As part of the Tower’s structural solution, post-tensioned concrete decks are cantilevered from the stair/elevator core on the south side of the building; rectangular blocks project over wedge-shaped ones on the north. Since the concrete walls are more than 1½-feet thick, both long and short solid walls act as beams to help carry the weight.
Another structural feature is the concrete “tube” that appears to prop up the south wall. While it resembles a flying buttress, it encloses cables that help pull back the thrust of the cantilevered volumes. The base of the tube is contained within a long, low warehouse structure abutting the tower. While there is a connection to the tower from this older building, the main entrance is on the tower’s north side. Here, off the street, a small, mirrored lobby is dominated by a large three-dimensional aperture in the ceiling that is discombobulating in the way it reveals stairs going to the first level. You feel as if you might be vacuumed up by it on your way to the galleries.
Circulation swallows up a large part of the space on each floor, so the architects made sure the experience was not boring: stairways bring together a mix of glass, aluminum, and particleboard with a casual elegance and attention to detail. The elevator cab is lined in a rose-colored onyx, intensified by being steeped in pink paint for two months, then mounted on glass panels and backlit—definitely not boring. The café, too, is sui generis: designed by OMA and Prada, it contains furniture bought from the former Four Seasons restaurant in New York’s Seagram Building, along with artworks by Lucio Fontana and others.

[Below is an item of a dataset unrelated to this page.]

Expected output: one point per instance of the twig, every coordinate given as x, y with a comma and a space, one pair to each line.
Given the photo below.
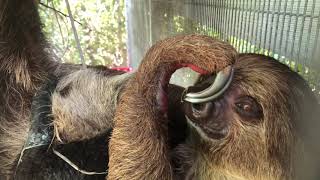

The permanent exhibition, Atlas, curated by Prada and Celant, focuses appropriately on fashionable art created between 1960 and 2016. Several galleries burst with color, most vividly Jeff Koons’s Tulips, on the second floor, and Carsten Höller’s Upside Down Mushroom Room on the ninth level. All the installations, including those by Damien Hirst and Walter de Maria, underscore the dramatic advantage of column-free spaces.
The Tower offers an intriguing twist on the typology of the white cube by means of its structural high-wire act. Yet, given the unique site and program, it doesn’t seem likely to become a typology that could be used again. It is an imaginative one-off proposition, just right for this situation. It helps to have a client willing to sign on to the cost of the complex construction process. It also is good to have faithful cognoscenti who don’t mind spending almost as much time moving up and down the stairs and elevators as they do actually looking at the art.